Scaling Up and Down

One advantage of horizontal scaling in virtualized environments is that resources can be conserved by scaling the KumoMTA cluster up and down in response to sending patterns.

Note

Auto-scaling is a complicated subject that is not recommended except for those with extensive experience in autoscaling technologies. For most senders, the predictable daily sending patterns are adequate for scheduling scaling, with alerting when the cluster size is too small.

The most common install approach for scaling clusters involves Docker.

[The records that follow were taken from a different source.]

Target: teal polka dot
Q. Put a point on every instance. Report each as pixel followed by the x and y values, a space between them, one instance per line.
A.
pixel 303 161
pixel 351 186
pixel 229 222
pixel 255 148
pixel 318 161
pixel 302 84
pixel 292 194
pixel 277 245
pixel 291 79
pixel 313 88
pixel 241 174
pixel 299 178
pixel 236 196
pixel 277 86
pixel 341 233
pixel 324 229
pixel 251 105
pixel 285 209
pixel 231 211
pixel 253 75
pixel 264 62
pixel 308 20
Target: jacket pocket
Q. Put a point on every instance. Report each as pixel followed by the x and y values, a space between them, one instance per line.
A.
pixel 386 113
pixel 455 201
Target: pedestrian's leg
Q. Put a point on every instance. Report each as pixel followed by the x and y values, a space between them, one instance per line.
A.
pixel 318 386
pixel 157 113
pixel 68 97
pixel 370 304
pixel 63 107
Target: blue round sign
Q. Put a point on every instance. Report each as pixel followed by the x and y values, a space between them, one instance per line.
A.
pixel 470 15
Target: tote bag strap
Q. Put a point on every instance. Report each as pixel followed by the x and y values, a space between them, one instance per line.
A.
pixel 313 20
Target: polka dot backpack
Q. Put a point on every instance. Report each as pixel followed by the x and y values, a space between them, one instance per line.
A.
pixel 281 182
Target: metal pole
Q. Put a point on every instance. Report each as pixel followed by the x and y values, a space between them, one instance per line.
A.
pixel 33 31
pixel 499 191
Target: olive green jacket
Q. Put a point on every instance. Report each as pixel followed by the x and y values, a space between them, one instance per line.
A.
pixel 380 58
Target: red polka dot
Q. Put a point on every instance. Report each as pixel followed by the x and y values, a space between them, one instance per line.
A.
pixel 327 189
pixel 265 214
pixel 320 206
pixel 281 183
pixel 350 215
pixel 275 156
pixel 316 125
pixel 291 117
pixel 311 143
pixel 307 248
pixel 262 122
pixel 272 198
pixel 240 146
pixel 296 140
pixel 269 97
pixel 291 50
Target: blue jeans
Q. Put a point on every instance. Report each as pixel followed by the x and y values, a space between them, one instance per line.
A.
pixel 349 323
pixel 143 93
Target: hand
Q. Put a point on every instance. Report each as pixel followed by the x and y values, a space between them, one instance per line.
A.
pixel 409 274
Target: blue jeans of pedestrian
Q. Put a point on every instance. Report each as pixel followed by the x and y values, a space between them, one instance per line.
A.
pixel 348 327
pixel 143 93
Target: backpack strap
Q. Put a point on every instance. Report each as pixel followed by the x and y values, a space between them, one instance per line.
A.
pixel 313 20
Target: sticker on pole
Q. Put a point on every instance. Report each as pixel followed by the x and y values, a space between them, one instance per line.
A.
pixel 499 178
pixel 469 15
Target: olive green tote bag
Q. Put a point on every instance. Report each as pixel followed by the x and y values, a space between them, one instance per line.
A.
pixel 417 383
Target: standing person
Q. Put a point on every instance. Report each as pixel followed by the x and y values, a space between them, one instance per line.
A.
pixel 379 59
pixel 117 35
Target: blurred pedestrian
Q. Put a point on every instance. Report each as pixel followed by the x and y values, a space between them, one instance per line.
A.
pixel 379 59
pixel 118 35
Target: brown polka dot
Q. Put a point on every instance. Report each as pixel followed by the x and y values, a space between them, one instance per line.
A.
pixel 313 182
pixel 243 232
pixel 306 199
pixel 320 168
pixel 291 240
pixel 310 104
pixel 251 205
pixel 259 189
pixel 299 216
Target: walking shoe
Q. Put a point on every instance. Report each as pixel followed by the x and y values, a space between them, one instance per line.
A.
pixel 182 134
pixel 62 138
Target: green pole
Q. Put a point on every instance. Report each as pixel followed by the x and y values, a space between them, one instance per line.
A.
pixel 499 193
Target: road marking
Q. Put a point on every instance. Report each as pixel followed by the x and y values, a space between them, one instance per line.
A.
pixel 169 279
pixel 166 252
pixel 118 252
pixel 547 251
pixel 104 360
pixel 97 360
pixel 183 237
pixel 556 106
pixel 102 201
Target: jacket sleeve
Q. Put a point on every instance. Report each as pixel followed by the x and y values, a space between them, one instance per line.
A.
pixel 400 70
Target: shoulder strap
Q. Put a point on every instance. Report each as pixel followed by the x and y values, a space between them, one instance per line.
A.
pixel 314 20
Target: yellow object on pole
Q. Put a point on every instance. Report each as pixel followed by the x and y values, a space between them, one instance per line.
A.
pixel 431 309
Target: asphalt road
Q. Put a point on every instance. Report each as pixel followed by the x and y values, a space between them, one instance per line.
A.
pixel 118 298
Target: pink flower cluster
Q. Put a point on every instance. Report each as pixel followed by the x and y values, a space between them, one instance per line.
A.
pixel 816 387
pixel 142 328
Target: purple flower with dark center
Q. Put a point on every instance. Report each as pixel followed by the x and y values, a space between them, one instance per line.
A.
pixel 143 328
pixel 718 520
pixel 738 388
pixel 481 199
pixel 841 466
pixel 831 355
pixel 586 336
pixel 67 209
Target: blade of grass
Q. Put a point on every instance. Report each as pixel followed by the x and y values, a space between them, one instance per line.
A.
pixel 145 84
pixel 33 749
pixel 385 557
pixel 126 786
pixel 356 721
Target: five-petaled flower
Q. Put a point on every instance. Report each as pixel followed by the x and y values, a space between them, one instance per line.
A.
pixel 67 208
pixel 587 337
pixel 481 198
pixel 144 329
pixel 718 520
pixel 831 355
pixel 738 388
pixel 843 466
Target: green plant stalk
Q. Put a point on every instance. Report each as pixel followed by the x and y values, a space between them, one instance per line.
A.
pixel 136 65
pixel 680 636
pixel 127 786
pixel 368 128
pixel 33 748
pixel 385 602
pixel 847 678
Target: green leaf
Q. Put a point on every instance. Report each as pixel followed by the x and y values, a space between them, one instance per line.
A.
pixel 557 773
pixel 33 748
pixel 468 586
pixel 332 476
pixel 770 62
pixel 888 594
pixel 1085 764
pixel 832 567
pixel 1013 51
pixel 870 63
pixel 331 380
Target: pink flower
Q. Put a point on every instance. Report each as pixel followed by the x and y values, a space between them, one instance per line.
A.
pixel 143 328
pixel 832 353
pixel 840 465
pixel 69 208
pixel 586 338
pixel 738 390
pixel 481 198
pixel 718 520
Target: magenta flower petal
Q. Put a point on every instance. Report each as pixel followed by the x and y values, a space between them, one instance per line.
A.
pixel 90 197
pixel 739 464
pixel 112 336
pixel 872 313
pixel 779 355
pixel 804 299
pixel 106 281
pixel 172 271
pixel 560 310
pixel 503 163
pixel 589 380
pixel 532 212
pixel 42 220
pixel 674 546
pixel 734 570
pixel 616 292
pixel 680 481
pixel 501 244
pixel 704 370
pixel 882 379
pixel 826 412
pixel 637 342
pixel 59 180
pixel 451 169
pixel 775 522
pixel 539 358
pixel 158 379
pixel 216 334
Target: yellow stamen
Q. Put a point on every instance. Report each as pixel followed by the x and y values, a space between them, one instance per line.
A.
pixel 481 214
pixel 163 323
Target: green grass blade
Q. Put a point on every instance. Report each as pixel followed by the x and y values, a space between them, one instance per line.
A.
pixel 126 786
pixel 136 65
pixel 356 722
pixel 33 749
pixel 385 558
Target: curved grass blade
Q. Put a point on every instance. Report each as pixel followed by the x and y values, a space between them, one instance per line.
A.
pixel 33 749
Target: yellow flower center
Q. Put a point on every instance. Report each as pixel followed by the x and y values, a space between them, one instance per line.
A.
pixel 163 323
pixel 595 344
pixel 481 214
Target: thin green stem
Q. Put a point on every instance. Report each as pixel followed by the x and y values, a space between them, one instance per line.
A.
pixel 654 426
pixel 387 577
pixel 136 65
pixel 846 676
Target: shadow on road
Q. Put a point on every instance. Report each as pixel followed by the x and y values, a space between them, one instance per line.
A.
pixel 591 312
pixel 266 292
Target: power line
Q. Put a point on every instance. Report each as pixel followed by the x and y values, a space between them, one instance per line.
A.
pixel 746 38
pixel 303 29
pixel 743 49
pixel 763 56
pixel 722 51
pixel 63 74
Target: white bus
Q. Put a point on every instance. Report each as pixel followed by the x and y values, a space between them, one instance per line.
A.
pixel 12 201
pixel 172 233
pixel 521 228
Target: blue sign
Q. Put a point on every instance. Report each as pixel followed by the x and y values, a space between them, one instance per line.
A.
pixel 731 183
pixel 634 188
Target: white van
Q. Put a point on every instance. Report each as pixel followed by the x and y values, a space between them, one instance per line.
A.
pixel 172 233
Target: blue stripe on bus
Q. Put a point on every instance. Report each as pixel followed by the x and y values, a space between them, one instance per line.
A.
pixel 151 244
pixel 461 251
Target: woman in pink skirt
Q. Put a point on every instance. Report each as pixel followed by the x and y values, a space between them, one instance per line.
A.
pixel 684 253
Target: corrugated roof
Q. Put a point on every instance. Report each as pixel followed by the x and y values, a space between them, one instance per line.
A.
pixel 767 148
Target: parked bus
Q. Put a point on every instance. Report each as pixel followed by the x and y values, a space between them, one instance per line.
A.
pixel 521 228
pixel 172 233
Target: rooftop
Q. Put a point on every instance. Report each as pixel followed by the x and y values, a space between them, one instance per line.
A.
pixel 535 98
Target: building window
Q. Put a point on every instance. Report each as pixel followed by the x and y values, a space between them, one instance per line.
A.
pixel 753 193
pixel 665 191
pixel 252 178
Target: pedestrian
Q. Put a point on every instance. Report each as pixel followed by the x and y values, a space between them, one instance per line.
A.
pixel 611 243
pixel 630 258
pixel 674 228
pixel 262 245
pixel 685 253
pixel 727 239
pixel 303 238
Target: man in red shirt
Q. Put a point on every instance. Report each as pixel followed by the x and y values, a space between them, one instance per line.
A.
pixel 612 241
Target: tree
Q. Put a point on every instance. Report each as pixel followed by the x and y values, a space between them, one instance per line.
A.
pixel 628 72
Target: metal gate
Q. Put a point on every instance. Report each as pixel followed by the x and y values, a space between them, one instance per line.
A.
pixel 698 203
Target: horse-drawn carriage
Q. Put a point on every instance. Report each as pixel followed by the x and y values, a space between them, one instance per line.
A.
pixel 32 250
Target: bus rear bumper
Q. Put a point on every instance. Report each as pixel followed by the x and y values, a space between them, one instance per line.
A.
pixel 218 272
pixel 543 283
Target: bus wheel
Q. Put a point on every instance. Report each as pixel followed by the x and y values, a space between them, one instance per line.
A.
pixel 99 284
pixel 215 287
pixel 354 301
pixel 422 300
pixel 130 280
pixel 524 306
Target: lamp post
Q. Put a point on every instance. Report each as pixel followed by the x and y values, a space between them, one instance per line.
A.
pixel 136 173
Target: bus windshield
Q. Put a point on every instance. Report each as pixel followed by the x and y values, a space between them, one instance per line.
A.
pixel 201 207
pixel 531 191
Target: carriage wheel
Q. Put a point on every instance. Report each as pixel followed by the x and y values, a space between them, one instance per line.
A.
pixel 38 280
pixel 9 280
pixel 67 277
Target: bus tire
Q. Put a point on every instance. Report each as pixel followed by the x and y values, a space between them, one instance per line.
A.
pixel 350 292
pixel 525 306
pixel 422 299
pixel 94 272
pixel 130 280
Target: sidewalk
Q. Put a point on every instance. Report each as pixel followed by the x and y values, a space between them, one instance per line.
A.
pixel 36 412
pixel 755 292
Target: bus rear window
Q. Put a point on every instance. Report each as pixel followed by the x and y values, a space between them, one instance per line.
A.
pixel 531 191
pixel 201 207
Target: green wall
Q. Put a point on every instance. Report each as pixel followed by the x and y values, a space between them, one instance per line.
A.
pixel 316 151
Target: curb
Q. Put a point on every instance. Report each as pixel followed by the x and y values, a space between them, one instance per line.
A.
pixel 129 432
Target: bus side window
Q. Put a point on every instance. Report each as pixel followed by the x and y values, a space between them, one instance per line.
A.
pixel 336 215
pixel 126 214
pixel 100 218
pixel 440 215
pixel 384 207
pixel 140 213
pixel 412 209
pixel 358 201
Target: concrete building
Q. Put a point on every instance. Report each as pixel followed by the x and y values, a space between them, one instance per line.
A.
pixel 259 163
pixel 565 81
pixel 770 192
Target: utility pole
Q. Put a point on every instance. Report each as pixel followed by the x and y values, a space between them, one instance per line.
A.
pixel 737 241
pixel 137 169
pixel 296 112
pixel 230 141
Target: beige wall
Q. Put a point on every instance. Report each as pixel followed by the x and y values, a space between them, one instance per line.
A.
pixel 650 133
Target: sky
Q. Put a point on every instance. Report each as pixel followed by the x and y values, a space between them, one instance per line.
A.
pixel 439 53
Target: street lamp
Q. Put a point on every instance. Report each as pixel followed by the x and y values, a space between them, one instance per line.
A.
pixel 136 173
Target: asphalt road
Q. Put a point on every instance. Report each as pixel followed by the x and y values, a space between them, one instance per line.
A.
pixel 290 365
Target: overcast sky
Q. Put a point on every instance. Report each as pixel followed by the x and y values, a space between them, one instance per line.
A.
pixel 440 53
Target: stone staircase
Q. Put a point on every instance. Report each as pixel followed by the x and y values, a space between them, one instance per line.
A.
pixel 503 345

For examples on deploying more advanced docker architectures, see https://github.com/KumoCorp/kumomta/tree/main/examples.

While the exact implementation of a scaling cluster is up to the user and their tools of choice, KumoMTA offers several tools and APIs that can ease the process.

Monitoring Node Availability

When a node is brought online there is some time required for the node to become ready for message injection.

To check on the availability of a node, you can check the liveness API on that node:

curl -X GET "http://127.0.0.1:8000/api/check-liveness/v1"

A 200 response indicates that the node is available and ready to receive messages.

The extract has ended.